Circoxena ditrocha facts for kids
Quick facts for kidsCircoxena ditrocha
Circoxena ditrocha is a species of moth in the family Blastodacnidae. This species is endemic to New Zealand. It is classified as "At Risk, Naturally Uncommon" by the Department of Conservation.
This species was first described by Edward Meyrick in 1916 using a specimen collected by George Hudson at Wainuiomata in December. Hudson discussed and illustrated the species in his 1928 publication The butterflies and moths of New Zealand. In 1973 John S. Dugdale discussed the species and illustrated the wing venation as well as the genitalia of both the male and female. The holotype specimen is held at the Natural History Museum, London.

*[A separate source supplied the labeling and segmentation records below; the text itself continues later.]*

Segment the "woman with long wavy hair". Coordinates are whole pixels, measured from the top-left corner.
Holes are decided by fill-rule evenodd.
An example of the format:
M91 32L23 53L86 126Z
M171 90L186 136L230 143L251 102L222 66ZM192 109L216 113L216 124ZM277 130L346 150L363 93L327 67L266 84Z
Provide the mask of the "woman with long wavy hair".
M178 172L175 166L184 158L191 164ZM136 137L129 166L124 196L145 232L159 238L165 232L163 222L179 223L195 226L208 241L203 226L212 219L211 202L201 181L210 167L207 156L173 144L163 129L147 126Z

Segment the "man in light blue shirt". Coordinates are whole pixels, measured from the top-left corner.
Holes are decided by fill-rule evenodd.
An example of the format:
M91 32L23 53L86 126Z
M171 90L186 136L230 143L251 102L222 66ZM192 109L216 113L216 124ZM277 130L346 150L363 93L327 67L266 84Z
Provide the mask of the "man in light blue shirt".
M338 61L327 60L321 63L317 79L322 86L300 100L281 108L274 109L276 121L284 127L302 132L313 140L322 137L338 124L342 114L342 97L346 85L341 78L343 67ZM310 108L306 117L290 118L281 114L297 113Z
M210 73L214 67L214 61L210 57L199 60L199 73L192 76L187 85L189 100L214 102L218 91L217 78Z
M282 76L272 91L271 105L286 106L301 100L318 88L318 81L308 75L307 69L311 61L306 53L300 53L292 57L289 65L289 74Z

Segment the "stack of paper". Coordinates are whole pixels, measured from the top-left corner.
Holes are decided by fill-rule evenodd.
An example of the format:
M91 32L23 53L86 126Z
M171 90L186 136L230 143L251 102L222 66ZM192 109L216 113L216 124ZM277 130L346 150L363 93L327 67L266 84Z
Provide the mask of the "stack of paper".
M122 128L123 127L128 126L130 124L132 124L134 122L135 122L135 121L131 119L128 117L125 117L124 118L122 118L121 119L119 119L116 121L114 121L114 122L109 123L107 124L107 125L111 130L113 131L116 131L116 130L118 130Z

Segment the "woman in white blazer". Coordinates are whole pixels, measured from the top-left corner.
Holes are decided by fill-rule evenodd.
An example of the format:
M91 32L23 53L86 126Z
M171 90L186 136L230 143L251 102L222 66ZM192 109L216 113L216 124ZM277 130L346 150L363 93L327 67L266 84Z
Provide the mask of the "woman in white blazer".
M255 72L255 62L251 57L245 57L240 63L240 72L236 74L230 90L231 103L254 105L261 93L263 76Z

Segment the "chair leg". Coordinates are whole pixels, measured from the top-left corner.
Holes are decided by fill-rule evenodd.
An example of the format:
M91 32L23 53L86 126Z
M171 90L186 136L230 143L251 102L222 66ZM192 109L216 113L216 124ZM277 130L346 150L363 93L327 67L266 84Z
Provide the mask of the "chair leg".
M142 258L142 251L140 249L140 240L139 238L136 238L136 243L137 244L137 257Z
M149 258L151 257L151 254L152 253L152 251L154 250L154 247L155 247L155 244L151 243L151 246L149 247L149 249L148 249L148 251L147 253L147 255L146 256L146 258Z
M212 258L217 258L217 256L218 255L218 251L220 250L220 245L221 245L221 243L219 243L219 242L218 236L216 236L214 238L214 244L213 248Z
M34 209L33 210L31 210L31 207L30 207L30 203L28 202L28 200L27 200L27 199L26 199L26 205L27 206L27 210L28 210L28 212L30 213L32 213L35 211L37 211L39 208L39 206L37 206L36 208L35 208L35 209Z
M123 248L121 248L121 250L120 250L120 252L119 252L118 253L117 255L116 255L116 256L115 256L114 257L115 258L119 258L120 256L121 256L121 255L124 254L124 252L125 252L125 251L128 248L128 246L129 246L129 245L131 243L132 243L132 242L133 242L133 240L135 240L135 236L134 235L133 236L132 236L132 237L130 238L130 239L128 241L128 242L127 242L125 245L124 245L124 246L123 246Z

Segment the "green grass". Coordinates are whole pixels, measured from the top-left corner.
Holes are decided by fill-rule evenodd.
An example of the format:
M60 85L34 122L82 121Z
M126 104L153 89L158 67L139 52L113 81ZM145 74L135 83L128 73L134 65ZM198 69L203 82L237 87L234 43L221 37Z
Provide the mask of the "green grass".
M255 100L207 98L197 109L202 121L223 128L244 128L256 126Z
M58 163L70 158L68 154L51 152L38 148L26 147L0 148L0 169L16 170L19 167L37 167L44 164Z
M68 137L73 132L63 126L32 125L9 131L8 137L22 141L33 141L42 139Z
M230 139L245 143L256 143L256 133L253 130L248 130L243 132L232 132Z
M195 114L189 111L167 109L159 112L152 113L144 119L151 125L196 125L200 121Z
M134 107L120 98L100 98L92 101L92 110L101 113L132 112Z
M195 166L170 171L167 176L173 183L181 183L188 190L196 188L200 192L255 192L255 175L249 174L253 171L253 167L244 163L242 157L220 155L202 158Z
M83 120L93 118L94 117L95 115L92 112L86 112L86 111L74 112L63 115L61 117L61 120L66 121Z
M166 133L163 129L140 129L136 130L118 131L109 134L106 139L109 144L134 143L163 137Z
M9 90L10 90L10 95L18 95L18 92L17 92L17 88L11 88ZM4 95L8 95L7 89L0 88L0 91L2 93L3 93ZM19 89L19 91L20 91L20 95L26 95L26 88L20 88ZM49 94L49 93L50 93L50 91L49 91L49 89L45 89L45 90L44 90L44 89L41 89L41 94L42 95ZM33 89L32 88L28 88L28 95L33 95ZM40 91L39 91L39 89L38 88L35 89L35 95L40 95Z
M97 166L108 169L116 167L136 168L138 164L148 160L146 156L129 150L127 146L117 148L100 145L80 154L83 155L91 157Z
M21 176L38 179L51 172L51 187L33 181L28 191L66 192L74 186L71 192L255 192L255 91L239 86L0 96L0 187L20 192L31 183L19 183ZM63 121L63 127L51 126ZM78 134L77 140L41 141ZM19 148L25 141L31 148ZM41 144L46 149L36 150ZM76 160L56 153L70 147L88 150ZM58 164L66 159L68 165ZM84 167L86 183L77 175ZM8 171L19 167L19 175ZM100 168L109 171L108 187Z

Meyrick described this species as follows:
♀︎. 11 mm. Head dark shining bronze. Palpi and antennae white lined with black. Thorax dark bronzy-fuscous, external edge of patagia white. Abdomen dark grey. Forewings elongate-lanceolate, fuscous, suffusedly streaked longitudinally with blackish ; a fine white longitudinal line just beneath costa on basal fourth, costal edge black ; dorsum white towards base ; a light yellow-ochreous patch occupying basal third of wing from near costa to fold, marked with three fine whitish longitudinal lines diverging from base ; two large fine whitish rings in disc before middle and about 2⁄3 ; a small black apical spot preceded by some whitish suffusion : cilia on costa dark grey, basal half barred with ochreous-whitish, on termen ochreous-whitish tinged with grey towards tips and basal area barred with grey. Hindwings grey, becoming dark grey towards apex : cilia whitish-grey.

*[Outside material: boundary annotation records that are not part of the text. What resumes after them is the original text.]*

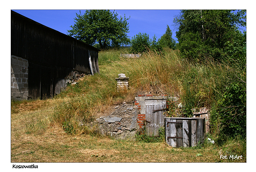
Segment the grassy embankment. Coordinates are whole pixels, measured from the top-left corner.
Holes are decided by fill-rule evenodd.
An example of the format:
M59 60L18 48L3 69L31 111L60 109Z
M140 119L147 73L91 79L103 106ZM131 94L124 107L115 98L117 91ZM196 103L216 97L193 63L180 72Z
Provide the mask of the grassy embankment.
M125 49L99 53L100 74L86 76L52 99L11 104L11 162L246 162L246 141L230 139L193 148L172 148L163 142L116 141L98 134L93 121L113 104L130 102L138 91L158 90L194 107L214 106L235 70L208 61L191 64L178 52L150 52L123 58ZM115 78L129 77L130 89L116 91ZM79 125L83 120L85 124ZM218 137L216 127L210 137ZM221 159L221 155L242 155Z

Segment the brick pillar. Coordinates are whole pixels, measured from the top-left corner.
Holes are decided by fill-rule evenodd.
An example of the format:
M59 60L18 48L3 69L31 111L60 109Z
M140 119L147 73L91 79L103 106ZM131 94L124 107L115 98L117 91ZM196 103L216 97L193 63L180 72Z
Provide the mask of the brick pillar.
M116 78L117 81L117 91L128 89L129 88L129 77L126 77L123 74L120 74L119 75L119 77Z

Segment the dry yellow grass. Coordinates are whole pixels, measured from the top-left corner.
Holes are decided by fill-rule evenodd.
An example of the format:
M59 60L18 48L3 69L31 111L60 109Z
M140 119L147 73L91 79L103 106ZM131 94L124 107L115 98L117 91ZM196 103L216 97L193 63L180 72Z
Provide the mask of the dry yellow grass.
M143 143L103 136L68 135L61 127L48 121L52 105L49 103L36 110L12 114L11 162L230 162L220 159L222 148L217 146L173 148L165 143ZM44 129L36 126L28 132L26 123L32 119L35 124L44 121L44 126L41 126ZM197 153L202 156L196 156ZM245 162L246 157L231 162Z

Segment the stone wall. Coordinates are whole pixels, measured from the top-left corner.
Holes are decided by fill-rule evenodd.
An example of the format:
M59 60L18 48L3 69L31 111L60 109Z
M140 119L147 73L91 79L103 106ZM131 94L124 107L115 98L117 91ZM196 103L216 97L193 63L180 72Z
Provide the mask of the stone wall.
M11 99L27 99L29 96L29 62L22 58L11 57Z

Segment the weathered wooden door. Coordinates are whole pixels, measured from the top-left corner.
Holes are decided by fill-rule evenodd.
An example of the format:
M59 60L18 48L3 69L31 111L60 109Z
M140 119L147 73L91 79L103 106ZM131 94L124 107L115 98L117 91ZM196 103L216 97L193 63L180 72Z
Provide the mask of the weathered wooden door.
M205 134L204 118L165 118L165 139L172 147L194 147Z
M158 135L159 128L164 125L164 110L157 111L166 108L166 99L145 100L146 131L149 136Z

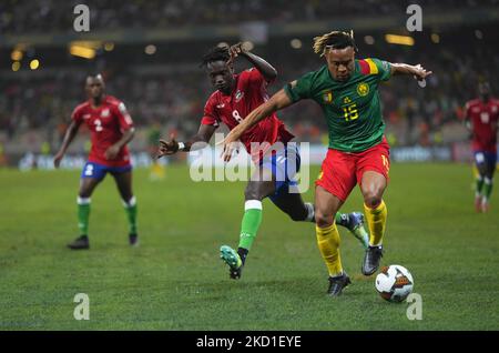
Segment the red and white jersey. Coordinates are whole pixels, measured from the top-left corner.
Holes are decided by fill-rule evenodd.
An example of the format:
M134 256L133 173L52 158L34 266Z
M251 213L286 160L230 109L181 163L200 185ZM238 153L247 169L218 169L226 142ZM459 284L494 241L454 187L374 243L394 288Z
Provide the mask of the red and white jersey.
M91 132L92 149L89 162L106 167L124 167L130 164L130 153L123 147L114 160L105 159L108 148L116 143L125 130L133 127L133 121L123 102L112 95L105 95L101 104L92 108L91 101L78 105L71 119L77 123L85 123Z
M489 99L483 102L475 99L466 103L466 117L472 124L472 149L475 151L497 151L497 127L499 101Z
M223 122L230 130L237 127L253 110L268 100L265 81L262 73L252 68L234 75L236 85L231 95L225 95L221 91L215 91L206 101L202 124L218 127ZM252 151L252 142L264 143L268 147L279 141L287 143L294 135L286 130L284 123L275 113L263 119L256 125L247 130L242 137L246 151L252 155L253 161L262 158L262 150ZM268 149L266 149L268 150ZM265 150L264 150L265 152Z

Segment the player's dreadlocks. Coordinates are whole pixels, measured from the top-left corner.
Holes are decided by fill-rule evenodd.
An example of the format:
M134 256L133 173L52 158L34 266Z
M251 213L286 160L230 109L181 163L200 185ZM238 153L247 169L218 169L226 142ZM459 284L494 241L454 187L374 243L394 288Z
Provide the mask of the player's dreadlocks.
M347 47L354 47L354 50L357 51L353 30L349 33L333 31L314 38L314 51L316 54L320 54L320 57L326 53L326 49L344 49Z
M203 56L200 67L202 67L202 68L206 67L208 64L208 62L218 61L218 60L228 61L228 59L231 59L231 54L228 53L228 47L226 47L226 46L213 47Z

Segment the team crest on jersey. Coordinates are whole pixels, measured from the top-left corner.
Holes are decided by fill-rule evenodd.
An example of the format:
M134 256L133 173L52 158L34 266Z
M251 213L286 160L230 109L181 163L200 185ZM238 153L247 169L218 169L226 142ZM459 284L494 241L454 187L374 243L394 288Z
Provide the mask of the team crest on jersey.
M357 93L360 97L365 97L369 93L369 84L367 84L366 82L360 82L357 85Z
M104 110L102 110L102 112L101 112L101 118L108 118L109 117L109 109L104 109Z
M241 99L244 97L244 92L241 92L240 90L237 90L236 92L236 102L241 101Z
M332 91L326 91L323 93L323 102L326 104L333 103L333 92Z

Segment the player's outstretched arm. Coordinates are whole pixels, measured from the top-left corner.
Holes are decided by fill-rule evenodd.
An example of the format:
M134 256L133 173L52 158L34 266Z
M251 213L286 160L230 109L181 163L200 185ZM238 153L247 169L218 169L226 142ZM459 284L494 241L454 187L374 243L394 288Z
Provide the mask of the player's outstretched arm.
M244 57L247 61L249 61L265 78L267 82L274 81L277 78L277 70L271 65L263 58L244 50L242 43L234 44L230 48L231 52L231 61L233 61L237 57Z
M172 155L179 151L189 152L202 150L210 142L215 130L216 127L214 125L201 124L197 133L185 143L175 141L173 134L170 137L170 141L160 140L157 158L162 158L163 155Z
M232 152L234 150L234 142L236 142L243 133L251 129L253 125L257 124L261 120L271 115L272 113L284 109L288 105L293 104L293 101L287 97L284 90L275 93L268 101L253 110L237 127L235 127L231 132L225 137L225 139L217 144L222 144L224 148L224 152L222 158L225 162L228 162L232 157Z
M391 74L411 74L417 80L424 80L430 75L432 71L426 70L420 63L417 65L410 65L408 63L390 63Z
M70 125L65 130L64 139L62 140L61 148L59 149L59 152L53 158L53 165L55 168L59 168L61 164L62 158L64 157L65 151L68 150L68 147L70 145L71 141L73 141L74 137L78 133L78 129L80 128L80 123L77 121L71 121Z
M132 141L133 137L135 135L135 128L130 128L126 129L123 132L123 135L121 137L121 139L114 143L113 145L111 145L108 150L105 150L104 152L104 157L108 160L114 160L118 154L120 153L120 150L130 141Z

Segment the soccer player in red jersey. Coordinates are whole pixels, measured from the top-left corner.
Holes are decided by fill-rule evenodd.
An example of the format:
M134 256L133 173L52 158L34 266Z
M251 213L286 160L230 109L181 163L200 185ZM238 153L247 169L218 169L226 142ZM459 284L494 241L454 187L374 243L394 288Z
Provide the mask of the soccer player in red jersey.
M478 169L475 208L477 212L487 212L497 163L499 101L491 98L487 82L478 85L478 92L480 98L466 103L466 125L471 131L471 149Z
M61 149L54 157L59 168L68 147L77 135L82 123L91 132L92 149L81 173L78 193L78 225L80 236L68 244L70 249L89 249L90 198L95 186L111 173L116 182L130 223L129 242L138 244L136 201L132 192L132 165L126 148L133 139L133 121L123 102L104 93L105 85L101 74L86 78L85 91L89 100L78 105L65 131Z
M245 58L254 68L234 74L233 60L236 57ZM159 157L206 147L221 122L230 130L237 127L249 112L268 99L266 87L277 77L276 70L269 63L245 51L241 44L213 48L204 56L202 65L207 69L211 83L216 91L206 102L198 132L185 143L177 142L173 138L171 141L160 140ZM263 199L268 196L294 221L314 222L314 205L304 203L299 193L291 191L296 185L294 176L299 171L301 163L297 145L291 142L293 138L294 135L286 130L275 113L266 117L241 138L257 169L245 191L245 212L237 252L227 245L221 248L221 258L228 265L232 279L241 278L246 256L262 222ZM255 148L255 142L258 148ZM261 143L264 145L263 149ZM282 148L273 150L277 144ZM338 213L336 218L338 224L348 228L367 246L367 232L363 225L361 213Z

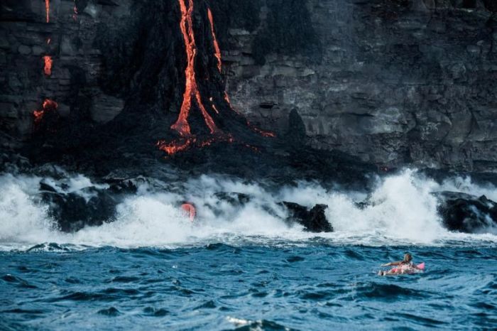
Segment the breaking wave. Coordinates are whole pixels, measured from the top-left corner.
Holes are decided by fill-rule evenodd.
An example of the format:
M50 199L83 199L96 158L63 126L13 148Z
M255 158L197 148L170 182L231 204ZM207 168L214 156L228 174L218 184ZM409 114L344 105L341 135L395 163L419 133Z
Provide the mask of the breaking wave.
M470 178L454 178L437 183L415 170L378 179L371 193L324 188L317 183L270 190L265 185L217 176L203 175L178 186L182 190L157 191L147 184L129 195L116 209L111 222L86 227L74 233L57 229L49 206L38 196L40 181L51 183L65 192L94 187L81 175L63 181L51 178L0 176L0 249L26 249L41 243L78 247L195 246L212 242L229 244L305 244L312 240L337 244L457 244L475 241L497 243L497 232L486 234L452 233L441 224L433 192L451 190L485 195L497 200L497 188L476 185ZM181 192L180 193L179 192ZM84 190L82 192L85 192ZM248 195L243 205L229 203L219 192ZM357 202L368 199L370 205ZM178 210L181 201L197 206L191 223ZM312 207L329 206L326 211L335 232L310 234L298 225L289 226L281 201Z

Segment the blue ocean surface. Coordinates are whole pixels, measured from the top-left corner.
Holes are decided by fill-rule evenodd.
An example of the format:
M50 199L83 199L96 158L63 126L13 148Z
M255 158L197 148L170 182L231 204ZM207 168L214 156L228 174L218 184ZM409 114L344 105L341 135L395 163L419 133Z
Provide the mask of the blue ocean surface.
M0 329L495 329L496 248L45 244L0 253ZM406 251L424 273L377 276Z

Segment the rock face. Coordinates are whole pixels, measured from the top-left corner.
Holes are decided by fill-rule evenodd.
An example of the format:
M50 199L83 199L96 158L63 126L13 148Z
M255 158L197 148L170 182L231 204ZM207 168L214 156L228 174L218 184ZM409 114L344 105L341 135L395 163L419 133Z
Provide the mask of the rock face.
M315 147L386 166L497 169L495 1L260 4L256 28L222 40L228 91L254 123L285 133L296 109ZM298 48L283 42L261 61L261 38Z
M442 202L439 212L451 231L497 233L497 203L481 196L442 192L436 195Z
M0 4L0 144L80 155L111 142L102 158L122 158L174 138L186 62L178 1L50 3L48 23L44 1ZM497 170L494 1L194 3L204 103L224 102L226 88L235 110L290 146L381 166ZM33 136L33 112L46 99L61 120ZM240 121L219 108L220 127Z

Alfred Philpott studied and described the male genitalia of the species in 1927.
This species is endemic to New Zealand. It has been found from Auckland to Invercargill.
Biology and behaviour
The adults of this species have been found on the wing in December and March. Hudson noted that C. ditrocha was a sluggish flyer and could be collected by sweeping foliage.
Host plants and habitat
The host plants of the larvae of this moth are unknown, but the larva may be a seed borer. Adults of this species prefer habitat at the edges of forest or scrub and appear to be associated with Pseudopanax arboreus.
This species has been classified as having the "At Risk, Naturally Uncommon" conservation status under the New Zealand Threat Classification System.